Заложенная где-то глубоко в "Опасной иллюзии" философия смелых мужчин, которые никогда не останавливаются в поисках приключений, вполне могла вырасти из роликов для Хайнекена, Будвайзера и Джонни Уокера, на которых набил руку Фредрик Бонд, однако на 108-минутную пробежку по улицам румынской столицы, где неожиданно для себя оказывается герой Шайи Лабафа, дыхания у режиссера не хватает. Играющая маму главного героя (того самого Чарли, чья "необходимая смерть" кокетливо обещана в оригинальном названии) Мелисса Лео в коротком появлении сразу задает амбициозный, артхаусный уровень кастинга, но, как выяснится позже, это единственное, что в фильме на уровне. Очаровательная, хотя, похоже, и немного чокнутая мамаша, покидая этот мир, завещает сыну совершить увеселительную поездку в Бухарест. Едва сойдя с трапа самолета, герой случайно знакомится с роковой девушкой (Эван Рейчел Вуд), виолончелисткой из румынской национальной оперы. Виолончель, надо думать, выбрана неспроста, как один из самых эротичных музыкальных инструментов, а так-то в фильме все происходит от фонаря, чисто случайно, хотя это не легкая и естественная случайность, в которую охотно веришь, а какая-то мучительно выдуманная подстава, на каждом шагу раздражающая своей нарочитостью и искусственностью, как, например, любопытный мезальянс виолончелистки и гангстера (Мадс Миккельсен), который становится препятствием на пути простака Чарли, поспешившего влюбиться в новую знакомую, прежде чем хоть немного вникнуть во все эти загадочные восточноевропейские расклады.
Режиссер Бонд, похоже, и сам их как следует не понимает, а вот в чем точно знает толк, так это в импозантных мужчинах: кроме датского секс-символа Мадса Миккельсена на экране появляется и немецкий, Тиль Швайгер, чтобы с самым зловещим видом уточнить: "Меня зовут не Дорко, а Дарко". Многим из персонажей прекрасно подошло бы имя Дурко, и, хотя по замыслу режиссера они должны выглядеть как оригиналы и чудаки, все это гораздо чаще смахивает на обыкновенную, бытовую и ничуть не интересную глупость. Особенно отчетливо она нарисована, например, на лице одного из оболтусов, в компании с которым проводит свободное от криминальной романтики время герой: очередного случайного приятеля играет Руперт Гринт, у которого из всей "гарри-поттеровской" центральной троицы как-то наименее задалась взрослая карьера. "Опасная иллюзия", увы, тоже не тот фильм, который способен переломить ее вялотекущий характер, несмотря на то что рыжему англичанину достался эпизод с употреблением виагры, что, разумеется, не могло не стать поводом для неловких ситуаций и веселых шуток.

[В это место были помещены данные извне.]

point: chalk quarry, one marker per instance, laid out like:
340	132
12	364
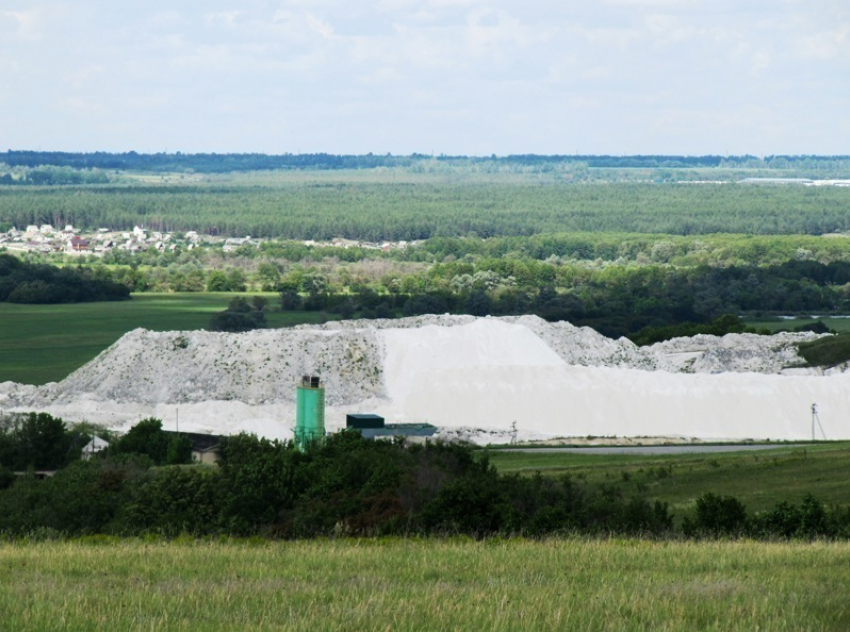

Запланированное Фредриком Бондом в "Опасной иллюзии" веселье с сюрреалистическим оттенком не очень получилось: нарезанные авторами на мелкие клочки жанровые штампы не разлетаются, как конфетти, а томительно закручиваются, будто в ржавой мясорубке, в тяжелый вязкий фарш. Лабаф принимает все более растерянный вид, барахтаясь в нелепом любовном треугольнике и в качестве дополнительного осложнения продолжая видеть недавно умерших людей (собственно, и мать отправляла его в Бухарест уже с того света, и потом она возвращается, чтобы сообщить, что на самом деле она имела в виду Будапешт, такой же ничем не мотивированный, кроме разве что стоимости кинопроизводства). С целью разнообразить репертуар иллюзий авторы заставляют героя принять немного экстази, и, когда он заходит в туалет помочиться, из писсуара ему подмигивает чей-то глаз. Эта кислотная галлюцинаторность дала повод самым милосердным из англоязычных рецензентов сравнить "Опасную иллюзию" с наиболее бессмысленным из фильмов Николаса Виндинга Рефна "Только Бог простит" (Only God Forgives), режиссера, тоже склонного к самолюбованию в большей степени, чем к диалогу со зрителем, вынужденным самостоятельно вычитывать из абсурдных похождений бедного Чарли какой-то смысл и драматургию, хотя в пивной рекламе их, пожалуй что, будет побольше.